Gang, given the wide variety creative endeavors we call art, it isn’t often that I am surprised by a motion picture  but THE LIGHTHOUSE written produced and directed by Robert Eggers certainly caught me unaware. As a matter of fact none of the descriptive blurbs I’ve seen in any of the trailers really do justice to the subject matter here. If there is such a category I would put it under surreal psychological drama. I think I should issue my standard spoiler alert just for the fact that this is such a left-of-center film it would be more fun, probably, to experience it without any preconceived notions like I did.
Here are some of my random thoughts. The film stars Willem Dafoe who is no stranger to accepting some very odd roles and Robert Pattinson who, even though I don’t blame him for the dismal TWILIGHT series, has never appealed to me. 
Patterson is Ephraim Winslow or Thomas Howard depending upon the chapter of his life in focus, and Dafoe plays the grizzled lighthouse keeper, or Wickie, Tom Wake, the apprentice and master of a remote station in the late 19th century.

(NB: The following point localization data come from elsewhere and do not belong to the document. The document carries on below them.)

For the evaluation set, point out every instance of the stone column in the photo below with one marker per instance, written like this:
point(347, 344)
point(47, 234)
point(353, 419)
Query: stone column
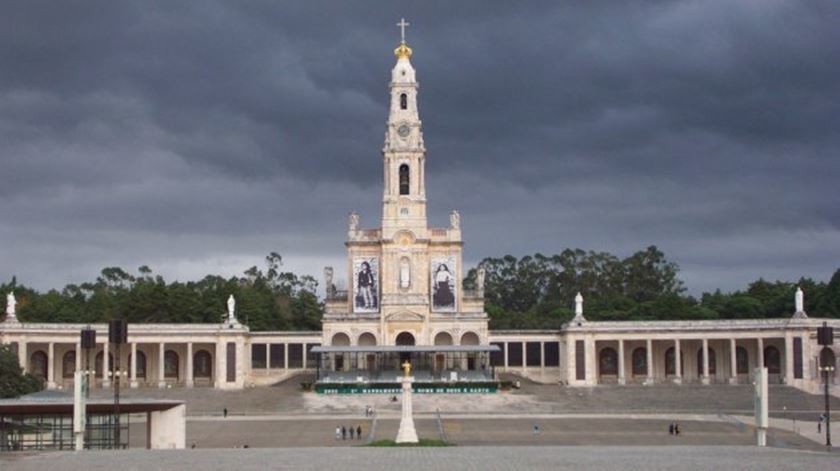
point(268, 359)
point(589, 355)
point(542, 358)
point(161, 369)
point(524, 357)
point(677, 362)
point(221, 373)
point(78, 356)
point(106, 364)
point(621, 377)
point(22, 358)
point(760, 354)
point(788, 358)
point(733, 362)
point(51, 366)
point(133, 366)
point(190, 380)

The second thing to strike the audience is the look of this film. Shot in stark black-and-white the entire production has a disturbing look of decay upon the limited scenery, consisting of the living quarters, the tower and a few yards around it ending at the shore of a bleak and violent ocean. Actually the very first thing I noticed was the ratio in which this thing was shot. Most television and movie productions are shot in a rectangular frame a bit wider than they are tall, right? This one is square which gives the entire film a strange look.
The story itself is pretty basic. Trapped on the storm tossed and secluded lighthouse the men fall prey to cabin fever and slowly lose their minds though Wake seems to have lost a great deal of his prior to the arrival of Winslow.
Adding to Winslow’s unraveling psyche arr visions and sexual fantasies concerning mermaids and sirens screaming in the rocks around the light station.  
I’m going to recap one of the scenes just as an example of the craziness that makes up the story.
After whatever chores are completed comes recreation time which consists basically of drinking copious amounts of hard liquor and dissolving into erratic bouts of laughter singing dancing arguing and brawling. After a particularly violent fight Winslow beats Wake into submission ties a rope around his neck and leads him out of the lighthouse dog style, commands him to crawl into a hole in the ground and begins to shovel dirt over the older man. That’s just one of the many WTF moments in THE LIGHTHOUSE just to give you a vague idea of the nature of this project.
THE LIGHTHOUSE certainly defies classification but even though it won’t be described as an enjoyable experience it is compelling and hard to look away from. I’m guessing that fans of William Burroughs, or anyone who enjoys things from completely out of left field, will be intrigued by this one. On the other hand you could just as easily despise every second of it. You’re on your own folks.